Trilha:
Deus me livre de ser esse livro de uma página só. Essa melodia de poucas notas. Essa música só com refrão. Esse quadro monocromático, pintado amiúde. Eu sou inteiro em cada pedaço, em cada instante, em cada momento. Carrego em mim as dores e risos que o passado me trouxe. Não sou depósito, muito menos acumuladora de sensações. Apenas sei dizer que o passado passou. Isso é de uma fantasia catastrófica. O que passou é tão presente quanto o que virá. Eu já não embarco mais em alguns amores, só porque o passado me deu de presente dores que não quero reviver. E reconheço a fugacidade de promessas de amores eternos, que se vão na primeira oportunidade.

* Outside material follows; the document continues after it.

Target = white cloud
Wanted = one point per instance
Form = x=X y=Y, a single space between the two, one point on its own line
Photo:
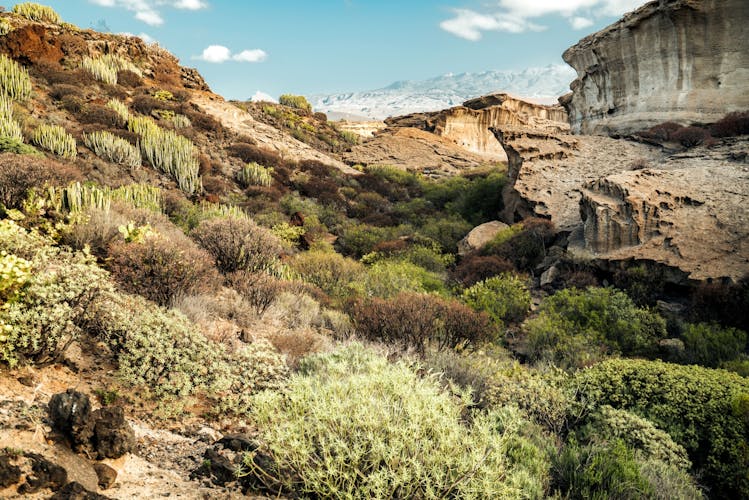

Como posso então fingir que o passado simplesmente passou? E que amanhã eu sou um papel em branco, sem rasuras, sem amasso, sem qualquer marca de tinta e nenhum traço? Sou essa escrita torta mesmo. E, algumas vezes, serei cifra indecifrável. Quem disse que precisa sempre fazer sentido pra ficar gravado? Alguns parágrafos, eu vou perder a coerência e me faltará coesão. Em outro, vai sobrar profundidade, mas vai faltar a tal da razão. Em algumas sentenças, não colocarei pontos finais. Deixarei reticências, que é pra se, por acaso, sentir saudade, eu poder continuar. Alguns verbos estão no infinito, justamente por não ainda não serem conjugados com alguém. E talvez nunca serão. Há mais verbos em mim que em qualquer gramática . E não posso exigir o mesmo dos outros. Afinal, pra alguns, eu não faço o menor sentido e-quer saber?- eu não faço mesmo.